El inglés que decía ser «el mejor piloto del mundo»

DEPORTES

Su tercer puesto final en el 2004 le desató la autoestima. Pero dos años infernales lo han hecho más cauto

30 mar 2009 . Actualizado a las 02:00 h.

Cuando Fernando Alonso encaraba en el 2005 su primer título en la fórmula 1, Jenson Button se destapaba en un periódico español con unas declaraciones que provocaron cierta hilaridad. «Soy el mejor piloto del mundo», sentenciaba el británico, empujado por su país, Inglaterra, que aún no conocía la existencia de Lewis Hamilton. Pero la bravuconada tenía su razón de ser porque Button había concluido la temporada del 2004 en la tercera posición con una escudería considerada menor.

Un año después de aquella sentencia, Jenson Button (Somerset, Inglaterra, 1980) lograba la primera victoria en su ya dilatada trayectoria en la fórmula 1. Era el Gran Premio de Hungría y la lluvia rifó el triunfo para el inglés en una jornada caótica en la que los grandes favoritos acabaron fuera de la pista. Button estuvo acompañado en el podio por Pedro Martínez de la Rosa. Aquél era el primer triunfo de Honda desde el cosechado por Big John Surtees en 1967 en el circuito de Monza.

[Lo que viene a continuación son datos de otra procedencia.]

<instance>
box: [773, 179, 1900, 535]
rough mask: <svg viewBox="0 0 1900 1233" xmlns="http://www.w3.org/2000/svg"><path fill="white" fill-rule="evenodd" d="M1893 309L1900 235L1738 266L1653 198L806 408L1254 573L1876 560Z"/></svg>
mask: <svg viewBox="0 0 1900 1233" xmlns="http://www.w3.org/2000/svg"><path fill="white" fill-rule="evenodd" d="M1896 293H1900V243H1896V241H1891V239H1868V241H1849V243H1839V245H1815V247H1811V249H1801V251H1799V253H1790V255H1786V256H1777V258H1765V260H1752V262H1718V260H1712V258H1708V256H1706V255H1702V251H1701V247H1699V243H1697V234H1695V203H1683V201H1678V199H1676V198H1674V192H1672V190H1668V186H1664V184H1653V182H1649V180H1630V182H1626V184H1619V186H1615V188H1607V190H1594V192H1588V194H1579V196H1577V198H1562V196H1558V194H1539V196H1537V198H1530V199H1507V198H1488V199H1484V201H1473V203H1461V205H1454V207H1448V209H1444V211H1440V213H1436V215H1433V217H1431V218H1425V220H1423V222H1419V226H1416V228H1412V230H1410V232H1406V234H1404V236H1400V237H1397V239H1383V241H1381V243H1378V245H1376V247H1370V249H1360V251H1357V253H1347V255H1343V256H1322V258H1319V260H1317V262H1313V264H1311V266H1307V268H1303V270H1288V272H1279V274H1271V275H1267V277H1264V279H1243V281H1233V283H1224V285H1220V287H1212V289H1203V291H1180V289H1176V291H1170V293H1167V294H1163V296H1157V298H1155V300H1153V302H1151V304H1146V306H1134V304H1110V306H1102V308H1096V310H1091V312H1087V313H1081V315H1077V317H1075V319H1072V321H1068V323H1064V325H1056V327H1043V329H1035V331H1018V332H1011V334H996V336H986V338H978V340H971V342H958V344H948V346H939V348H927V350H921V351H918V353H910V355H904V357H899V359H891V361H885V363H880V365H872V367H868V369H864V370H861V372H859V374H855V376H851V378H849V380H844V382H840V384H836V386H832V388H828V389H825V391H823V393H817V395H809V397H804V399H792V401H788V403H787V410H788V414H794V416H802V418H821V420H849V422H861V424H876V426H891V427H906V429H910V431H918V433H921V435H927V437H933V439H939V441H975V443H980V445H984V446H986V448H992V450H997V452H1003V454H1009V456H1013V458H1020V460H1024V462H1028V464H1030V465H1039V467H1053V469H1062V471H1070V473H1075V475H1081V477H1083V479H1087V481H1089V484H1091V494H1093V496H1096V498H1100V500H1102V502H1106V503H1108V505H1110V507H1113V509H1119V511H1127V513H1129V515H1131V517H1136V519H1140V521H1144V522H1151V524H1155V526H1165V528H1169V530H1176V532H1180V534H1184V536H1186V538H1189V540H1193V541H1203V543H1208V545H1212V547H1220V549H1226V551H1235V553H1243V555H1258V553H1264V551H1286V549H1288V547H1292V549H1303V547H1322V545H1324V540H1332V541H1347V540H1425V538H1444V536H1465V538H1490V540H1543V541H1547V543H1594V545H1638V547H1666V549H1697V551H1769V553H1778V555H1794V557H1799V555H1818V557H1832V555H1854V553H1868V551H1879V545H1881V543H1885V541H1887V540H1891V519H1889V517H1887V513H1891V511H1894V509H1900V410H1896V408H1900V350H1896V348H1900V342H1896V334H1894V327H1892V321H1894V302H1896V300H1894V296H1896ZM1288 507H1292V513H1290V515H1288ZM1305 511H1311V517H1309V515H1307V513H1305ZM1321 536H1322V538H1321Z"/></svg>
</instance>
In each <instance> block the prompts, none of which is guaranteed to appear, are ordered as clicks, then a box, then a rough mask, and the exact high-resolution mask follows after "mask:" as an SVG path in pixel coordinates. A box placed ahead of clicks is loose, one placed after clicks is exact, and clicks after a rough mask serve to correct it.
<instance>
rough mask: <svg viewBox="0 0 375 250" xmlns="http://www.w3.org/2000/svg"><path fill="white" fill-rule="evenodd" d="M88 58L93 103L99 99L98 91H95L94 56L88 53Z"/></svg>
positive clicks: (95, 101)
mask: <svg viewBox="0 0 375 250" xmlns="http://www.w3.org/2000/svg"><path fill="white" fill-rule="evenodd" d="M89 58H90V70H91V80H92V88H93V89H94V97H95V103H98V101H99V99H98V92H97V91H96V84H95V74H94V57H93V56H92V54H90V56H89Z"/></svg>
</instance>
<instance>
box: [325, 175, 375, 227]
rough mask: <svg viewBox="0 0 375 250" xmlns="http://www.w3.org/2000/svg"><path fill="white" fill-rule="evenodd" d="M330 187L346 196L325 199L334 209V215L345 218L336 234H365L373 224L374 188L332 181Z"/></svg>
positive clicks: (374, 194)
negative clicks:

La prensa inglesa intentó hacer de aquel triunfo la catapulta definitiva para un piloto nacional, obviando el pequeño detalle de que Jenson llegaba a lo más alto de un podio después de 113 carreras. Pero Honda se desinfló y en la cuesta abajo arrastró a sus pilotos. Ni siquiera la llegada de Ross Brawn en el 2008, ahora gestor de la resurrección, dio síntomas de mejora y Button concluyó el año con solo tres puntos en el puesto 18.

El nuevo Beckham

Button arrastra una imagen de niño rico que llega a la fórmula 1 por una mezcla de frivolidad y talento. De hecho, los tabloides británicos calificaron al piloto y a su novia Louise Griffith, cantante del Pop Stars inglés, como «los nuevos Beckham» por el gran espacio que ocupaban en las revistas del corazón. Él insiste en que fueron los duelos Prost-Senna y las maniobras de James Hunt las que le hicieron abrazar la religión de las cuatro ruedas.

Como la mayoría de sus compañeros de paddock , de pequeño arrasaba en las competiciones de kart y en 1997 se convirtió en el piloto más joven en conquistar el campeonato europeo Súper A. Con veinte años comenzó con Williams su camino en la élite del automovilismo. De ahí pasó a Benetton con dos años muy discretos y casi siempre ensombrecido por Jarno Trulli. Su contrato más atinado llegó en el 2003 con la escudería BAR, posteriormente vinculada a Honda. Jacques Villeneuve no le creó un clima precisamente agradable, pero el canadiense no duró mucho tiempo y pronto llegaría Takuma Sato. Mientras hacía unas actuaciones más que dignas, Button llegó a firmar un preacuerdo para retornar a Williams, pero la ruptura de ésta con los motores BMW le desanimó a dar el paso y siguió en la escudería japonesa, donde vivió un episodio especialmente triste en el 2005: la descalificación de un tercer puesto en San Marino y la prohibición de competir en las dos siguientes carreras por una irregularidad en los depósitos de combustible.

Hoy disfruta de una victoria. ¿Será solo cuestión del difusor? ¿Es Jenson Button un buen piloto? ¿Es candidato a ganar el título? Los expertos de la fórmula 1 siempre ha considerado al piloto inglés muy parecido a Raikkonen y Hamilton a la hora de gestionar el coche en el trabajo previo a las carreras. Button es un piloto resistente y de largo recorrido. No puede ser de otra forma un hombre que tiene entre sus aficiones la práctica del triatlón.